UQ physicist announced as L’Oréal-UNESCO International Rising Talent

University of Queensland quantum physicist Dr Jacqui Romero has been selected as a L’Oréal-UNESCO International Rising Talent for 2019.

The award was presented to 15 promising young women internationally, who are already making significant contributions in their disciplines and are highlighted as future game changers in science.

Dr Romero’s journey to push the boundaries of quantum information began in the Philippines, where she was encouraged by her school teachers to pursue science, even participating in national physics competitions.

“It was just beautiful to me, how the rules of physics can describe the natural world so powerfully,” she said.

“I enjoy the creative and problem solving process – the fun I have is really the reward!”

UQ Deputy Vice-Chancellor (Research) Professor Bronwyn Harch congratulated Dr Romero for her ongoing contributions to science and UQ.

“This is a well-deserved achievement from one of UQ’s up-and-coming physics superstars,” Professor Harch said.

“The university is proud to be home to such a talented scientist, who inspires the next generation of young women to enter STEM careers.”

Dr Romero specifically works in the field of quantum physics, which explains the nature and behaviour of matter and energy at the atomic and subatomic level.

In particular, she is exploring how an infinite number of possible shapes of photons — particles of light — can be used to encode information at a higher capacity.

Ultimately, this could lead to reliably secure communication, help conserve data privacy and guard against the growing risk of cyberattacks, and deliver more powerful computation.

As part of a minority of women in quantum science, Dr Romero believes improving the representation of women in science requires a fundamental cultural change, starting at school, where girls’ and boys’ sense of wonder and curiosity should be equally nurtured.

Dr Romero said that leaders must also help create a supportive environment that would help women scientists succeed in their profession after having a child.

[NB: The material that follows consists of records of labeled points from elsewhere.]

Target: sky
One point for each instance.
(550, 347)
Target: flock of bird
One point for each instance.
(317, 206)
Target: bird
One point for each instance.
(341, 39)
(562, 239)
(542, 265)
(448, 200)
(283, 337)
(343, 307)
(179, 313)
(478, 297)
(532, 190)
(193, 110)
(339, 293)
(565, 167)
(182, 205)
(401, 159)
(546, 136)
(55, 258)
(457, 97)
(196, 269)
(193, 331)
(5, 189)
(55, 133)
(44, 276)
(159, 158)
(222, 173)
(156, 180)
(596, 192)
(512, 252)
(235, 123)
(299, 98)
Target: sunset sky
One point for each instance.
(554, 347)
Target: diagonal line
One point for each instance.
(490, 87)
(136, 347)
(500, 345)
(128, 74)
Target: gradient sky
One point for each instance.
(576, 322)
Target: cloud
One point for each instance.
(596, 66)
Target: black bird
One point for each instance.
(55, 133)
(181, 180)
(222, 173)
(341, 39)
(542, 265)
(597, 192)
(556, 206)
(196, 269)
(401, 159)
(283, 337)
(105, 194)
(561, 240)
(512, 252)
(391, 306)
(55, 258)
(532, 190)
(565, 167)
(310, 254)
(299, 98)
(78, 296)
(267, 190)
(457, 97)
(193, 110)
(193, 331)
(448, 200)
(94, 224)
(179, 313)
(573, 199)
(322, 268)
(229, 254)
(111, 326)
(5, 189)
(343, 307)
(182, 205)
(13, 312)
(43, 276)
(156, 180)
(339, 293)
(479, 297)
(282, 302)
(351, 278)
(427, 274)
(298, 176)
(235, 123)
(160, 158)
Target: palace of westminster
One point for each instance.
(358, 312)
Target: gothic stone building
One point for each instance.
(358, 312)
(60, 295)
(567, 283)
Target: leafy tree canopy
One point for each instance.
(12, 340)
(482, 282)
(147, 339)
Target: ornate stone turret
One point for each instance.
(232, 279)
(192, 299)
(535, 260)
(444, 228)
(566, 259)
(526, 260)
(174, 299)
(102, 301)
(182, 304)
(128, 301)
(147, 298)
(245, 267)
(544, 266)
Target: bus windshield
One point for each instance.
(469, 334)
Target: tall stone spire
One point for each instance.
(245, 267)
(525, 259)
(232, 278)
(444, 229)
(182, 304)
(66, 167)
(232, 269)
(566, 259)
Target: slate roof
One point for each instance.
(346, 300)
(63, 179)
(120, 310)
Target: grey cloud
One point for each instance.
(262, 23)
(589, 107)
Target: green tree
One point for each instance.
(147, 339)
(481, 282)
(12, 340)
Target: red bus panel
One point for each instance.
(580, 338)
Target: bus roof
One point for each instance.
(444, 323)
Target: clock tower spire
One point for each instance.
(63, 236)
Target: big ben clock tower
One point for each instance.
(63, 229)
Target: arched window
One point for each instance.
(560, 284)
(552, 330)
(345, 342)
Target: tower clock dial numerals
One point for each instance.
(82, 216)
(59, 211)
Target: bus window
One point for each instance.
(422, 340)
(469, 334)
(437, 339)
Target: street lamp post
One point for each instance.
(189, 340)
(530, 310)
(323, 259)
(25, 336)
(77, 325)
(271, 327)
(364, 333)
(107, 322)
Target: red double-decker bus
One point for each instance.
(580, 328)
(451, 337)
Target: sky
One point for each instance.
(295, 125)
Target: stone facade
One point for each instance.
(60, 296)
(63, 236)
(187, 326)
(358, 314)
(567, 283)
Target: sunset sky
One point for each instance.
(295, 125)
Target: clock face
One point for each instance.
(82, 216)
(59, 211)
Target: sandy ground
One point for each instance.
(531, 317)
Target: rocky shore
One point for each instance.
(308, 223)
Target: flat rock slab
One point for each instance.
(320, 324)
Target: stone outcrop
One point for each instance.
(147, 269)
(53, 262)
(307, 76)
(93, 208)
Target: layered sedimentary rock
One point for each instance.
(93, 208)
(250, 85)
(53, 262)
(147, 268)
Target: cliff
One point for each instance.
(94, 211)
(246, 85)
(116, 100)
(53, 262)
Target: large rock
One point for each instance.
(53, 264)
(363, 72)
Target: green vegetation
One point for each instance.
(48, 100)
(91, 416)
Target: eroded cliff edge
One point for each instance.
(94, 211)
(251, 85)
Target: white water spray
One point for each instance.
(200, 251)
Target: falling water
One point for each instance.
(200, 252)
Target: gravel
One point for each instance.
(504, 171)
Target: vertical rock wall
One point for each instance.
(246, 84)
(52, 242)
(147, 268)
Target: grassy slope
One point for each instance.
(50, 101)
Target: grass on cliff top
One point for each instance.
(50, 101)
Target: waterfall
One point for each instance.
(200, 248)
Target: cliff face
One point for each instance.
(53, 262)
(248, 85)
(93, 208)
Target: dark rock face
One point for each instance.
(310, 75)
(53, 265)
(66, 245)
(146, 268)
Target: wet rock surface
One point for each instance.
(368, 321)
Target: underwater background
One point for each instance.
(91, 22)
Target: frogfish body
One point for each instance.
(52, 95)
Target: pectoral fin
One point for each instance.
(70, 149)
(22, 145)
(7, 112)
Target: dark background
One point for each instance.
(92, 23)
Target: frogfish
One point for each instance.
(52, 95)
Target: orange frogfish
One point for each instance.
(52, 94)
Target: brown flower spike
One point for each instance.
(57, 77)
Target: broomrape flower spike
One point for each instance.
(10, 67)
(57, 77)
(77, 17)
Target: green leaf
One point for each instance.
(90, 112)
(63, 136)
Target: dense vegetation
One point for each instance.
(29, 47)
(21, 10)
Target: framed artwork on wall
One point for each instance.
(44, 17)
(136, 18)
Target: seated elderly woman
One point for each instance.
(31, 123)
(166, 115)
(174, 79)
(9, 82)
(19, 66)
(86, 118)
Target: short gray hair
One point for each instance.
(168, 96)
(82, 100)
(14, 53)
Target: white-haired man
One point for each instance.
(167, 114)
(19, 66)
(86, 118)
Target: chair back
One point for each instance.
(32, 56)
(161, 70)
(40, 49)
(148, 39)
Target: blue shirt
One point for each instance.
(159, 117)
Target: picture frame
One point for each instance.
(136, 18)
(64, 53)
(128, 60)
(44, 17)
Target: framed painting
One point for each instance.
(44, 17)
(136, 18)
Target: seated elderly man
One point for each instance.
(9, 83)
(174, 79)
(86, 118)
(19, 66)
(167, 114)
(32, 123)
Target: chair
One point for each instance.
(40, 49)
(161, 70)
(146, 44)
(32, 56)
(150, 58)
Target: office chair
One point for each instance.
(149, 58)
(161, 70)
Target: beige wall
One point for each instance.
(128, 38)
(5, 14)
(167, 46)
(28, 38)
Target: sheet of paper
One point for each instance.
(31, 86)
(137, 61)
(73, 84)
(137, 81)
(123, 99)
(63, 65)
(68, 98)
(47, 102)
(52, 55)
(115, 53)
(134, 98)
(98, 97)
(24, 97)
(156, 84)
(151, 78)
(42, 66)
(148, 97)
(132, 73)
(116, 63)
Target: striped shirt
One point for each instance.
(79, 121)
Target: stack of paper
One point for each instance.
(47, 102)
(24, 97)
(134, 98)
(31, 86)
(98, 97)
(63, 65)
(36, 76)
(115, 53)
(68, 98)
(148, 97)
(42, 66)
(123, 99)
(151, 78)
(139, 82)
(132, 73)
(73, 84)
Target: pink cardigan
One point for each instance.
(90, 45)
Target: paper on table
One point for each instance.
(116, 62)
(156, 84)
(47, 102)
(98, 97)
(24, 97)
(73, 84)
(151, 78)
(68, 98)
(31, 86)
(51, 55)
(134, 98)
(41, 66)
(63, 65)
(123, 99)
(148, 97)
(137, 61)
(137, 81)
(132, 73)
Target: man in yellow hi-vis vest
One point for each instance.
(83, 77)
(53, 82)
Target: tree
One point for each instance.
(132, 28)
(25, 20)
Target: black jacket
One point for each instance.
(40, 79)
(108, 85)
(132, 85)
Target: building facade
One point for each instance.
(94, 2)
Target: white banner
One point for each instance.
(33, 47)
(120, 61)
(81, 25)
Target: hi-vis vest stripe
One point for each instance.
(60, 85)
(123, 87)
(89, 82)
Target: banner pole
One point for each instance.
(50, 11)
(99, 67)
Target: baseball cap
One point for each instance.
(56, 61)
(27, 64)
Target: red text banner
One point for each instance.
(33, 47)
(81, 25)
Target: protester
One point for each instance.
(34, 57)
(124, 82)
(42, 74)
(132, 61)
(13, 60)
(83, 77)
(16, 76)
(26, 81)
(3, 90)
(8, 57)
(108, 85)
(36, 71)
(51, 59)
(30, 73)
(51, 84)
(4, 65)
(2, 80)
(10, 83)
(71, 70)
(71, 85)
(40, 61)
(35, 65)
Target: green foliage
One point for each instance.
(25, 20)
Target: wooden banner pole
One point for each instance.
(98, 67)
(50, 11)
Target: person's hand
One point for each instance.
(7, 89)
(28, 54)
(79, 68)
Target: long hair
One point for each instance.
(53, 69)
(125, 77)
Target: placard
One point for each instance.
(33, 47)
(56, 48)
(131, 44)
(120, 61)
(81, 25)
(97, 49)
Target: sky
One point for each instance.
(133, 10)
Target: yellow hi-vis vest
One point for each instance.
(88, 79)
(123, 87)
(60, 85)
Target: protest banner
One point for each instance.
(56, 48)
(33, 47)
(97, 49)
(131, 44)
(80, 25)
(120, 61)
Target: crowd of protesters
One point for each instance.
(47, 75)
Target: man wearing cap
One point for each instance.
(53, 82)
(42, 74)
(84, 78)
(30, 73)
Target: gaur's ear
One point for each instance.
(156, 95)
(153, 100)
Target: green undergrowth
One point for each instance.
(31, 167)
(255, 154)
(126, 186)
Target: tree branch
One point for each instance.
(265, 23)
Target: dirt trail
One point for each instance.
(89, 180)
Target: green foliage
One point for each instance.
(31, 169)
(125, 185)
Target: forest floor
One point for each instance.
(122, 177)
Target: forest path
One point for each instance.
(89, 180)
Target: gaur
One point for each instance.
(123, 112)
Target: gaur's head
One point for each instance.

“Since originally securing L’Oréal-UNESCO for Women in Science Fellowship in 2017, I’ve been given a national platform to show that women, particularly mothers, can succeed in science,” she said.

“People are inspired by stories and I think my journey is a story that could do so much to inspire young girls and young women scientists.”

Jacqui will receive nearly $24,000 in prize money for her outstanding contributions to advances in science.

The award will be presented at a ceremony on 14 March at UNESCO’s headquarters in Paris.